In anticipation of further Fed easing, and as a result of the burgeoning European sovereign-debt crisis driving investors to the apparent safe haven of U.S. Treasury securities, rates began to decline in April 2010. But despite the Fed’s introduction of QE2, and as the European crisis seemed to ease in late 2010 into early 2011, rates again rose, reaching 3.65% for the 10-year note by January 2011.

A new round of European economic uncertainty and the introduction of Operation Twist drove rates down again to a low last July, from where they have slowly crept up recently.

What this history suggests is that the Fed can’t long keep rates low by its monetary policies alone. With European governments seeming to make some progress in restoring stability to the continent’s weak economies, the time may be near when flights to quality by investors no longer will help the Fed in its fight.

PREPARING CLIENTS

Therefore, financial advisers should be considering for their clients some of the strategies for dealing with rising rates suggested in the special report on bonds beginning on Page 10 of this issue.

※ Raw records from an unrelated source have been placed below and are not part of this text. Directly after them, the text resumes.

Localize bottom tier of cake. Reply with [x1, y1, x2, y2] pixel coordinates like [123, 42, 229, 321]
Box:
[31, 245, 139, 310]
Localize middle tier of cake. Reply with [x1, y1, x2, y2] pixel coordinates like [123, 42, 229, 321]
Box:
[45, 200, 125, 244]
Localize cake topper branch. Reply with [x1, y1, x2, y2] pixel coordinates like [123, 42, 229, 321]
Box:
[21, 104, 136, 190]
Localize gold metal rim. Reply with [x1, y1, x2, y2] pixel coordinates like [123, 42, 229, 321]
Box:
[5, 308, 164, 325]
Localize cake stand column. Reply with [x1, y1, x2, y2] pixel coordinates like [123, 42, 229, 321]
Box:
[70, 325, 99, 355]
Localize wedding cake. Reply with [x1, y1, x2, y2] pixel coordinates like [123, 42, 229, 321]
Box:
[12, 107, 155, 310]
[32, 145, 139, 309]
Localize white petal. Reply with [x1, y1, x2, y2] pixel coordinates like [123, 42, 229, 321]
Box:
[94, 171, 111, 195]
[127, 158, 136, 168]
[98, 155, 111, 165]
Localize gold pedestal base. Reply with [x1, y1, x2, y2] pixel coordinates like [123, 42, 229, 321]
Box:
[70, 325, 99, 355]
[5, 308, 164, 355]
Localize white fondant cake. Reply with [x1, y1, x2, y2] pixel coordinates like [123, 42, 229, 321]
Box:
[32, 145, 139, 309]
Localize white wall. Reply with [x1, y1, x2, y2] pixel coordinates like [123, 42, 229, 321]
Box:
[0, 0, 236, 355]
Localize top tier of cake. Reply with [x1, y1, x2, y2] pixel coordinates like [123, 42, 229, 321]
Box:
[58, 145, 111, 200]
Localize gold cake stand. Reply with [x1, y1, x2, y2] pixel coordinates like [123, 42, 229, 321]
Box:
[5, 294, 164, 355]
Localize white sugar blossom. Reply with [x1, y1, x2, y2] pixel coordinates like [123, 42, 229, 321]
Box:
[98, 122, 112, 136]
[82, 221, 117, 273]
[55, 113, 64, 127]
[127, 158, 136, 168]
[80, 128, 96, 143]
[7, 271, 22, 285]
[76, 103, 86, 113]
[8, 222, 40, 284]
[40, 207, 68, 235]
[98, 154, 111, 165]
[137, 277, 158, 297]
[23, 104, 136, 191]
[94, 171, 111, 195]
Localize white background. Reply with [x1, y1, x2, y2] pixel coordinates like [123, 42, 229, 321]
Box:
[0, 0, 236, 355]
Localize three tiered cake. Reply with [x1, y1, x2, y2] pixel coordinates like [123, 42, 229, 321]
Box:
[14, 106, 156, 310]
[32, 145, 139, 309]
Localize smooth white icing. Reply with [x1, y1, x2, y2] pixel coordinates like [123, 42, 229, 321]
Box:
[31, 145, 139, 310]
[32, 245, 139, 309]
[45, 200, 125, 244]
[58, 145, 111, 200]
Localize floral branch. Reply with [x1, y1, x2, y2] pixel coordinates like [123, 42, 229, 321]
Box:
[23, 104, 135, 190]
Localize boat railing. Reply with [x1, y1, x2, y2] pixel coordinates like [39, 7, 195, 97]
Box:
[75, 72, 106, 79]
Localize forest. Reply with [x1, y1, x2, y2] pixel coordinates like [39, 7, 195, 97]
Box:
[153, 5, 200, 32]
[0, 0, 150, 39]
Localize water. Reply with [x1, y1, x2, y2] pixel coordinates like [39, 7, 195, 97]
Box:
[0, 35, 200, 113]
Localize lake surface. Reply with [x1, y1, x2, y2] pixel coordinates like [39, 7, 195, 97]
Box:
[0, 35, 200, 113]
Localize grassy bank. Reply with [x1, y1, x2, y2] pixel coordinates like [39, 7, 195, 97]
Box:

Advisers and clients seeking yield have both traditional and innovative investment approaches to generate that yield.

One of the traditional approaches is the use of stocks paying high dividends.

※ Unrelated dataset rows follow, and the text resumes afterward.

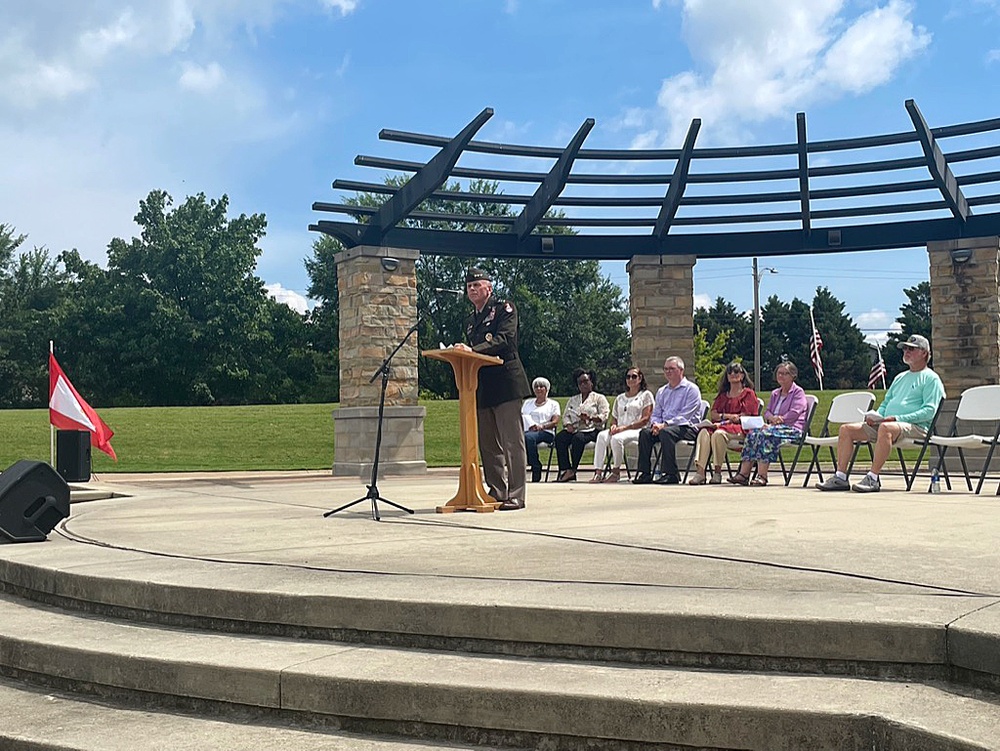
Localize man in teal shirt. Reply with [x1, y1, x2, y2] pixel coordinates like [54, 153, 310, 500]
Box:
[816, 334, 944, 493]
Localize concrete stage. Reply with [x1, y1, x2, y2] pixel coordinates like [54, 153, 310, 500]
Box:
[0, 470, 1000, 751]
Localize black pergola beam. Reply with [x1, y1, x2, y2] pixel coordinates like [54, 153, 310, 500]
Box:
[653, 118, 701, 239]
[364, 107, 493, 245]
[309, 213, 1000, 261]
[906, 99, 969, 222]
[514, 117, 594, 240]
[795, 112, 812, 235]
[311, 100, 1000, 259]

Another is the use of high-yield bonds — low-rated bonds or even those rated below investment-grade, which often are less affected by rising rates.

Among the innovative ap- proaches are bond portfolios that have maximum flexibility in terms of quality of bonds, duration of portfolios, and countries in which they can invest. Another is the development of exchange-traded funds of bonds structured to act like individual bonds in that they mature on a specific date.

Advisers whose clients have a significant percentage of their investments in bond funds should be talking to those clients about ways to immunize those investments against the negative effects of a significant rise in rates by using some of these tools.

Immunization should be undertaken before a disease strikes.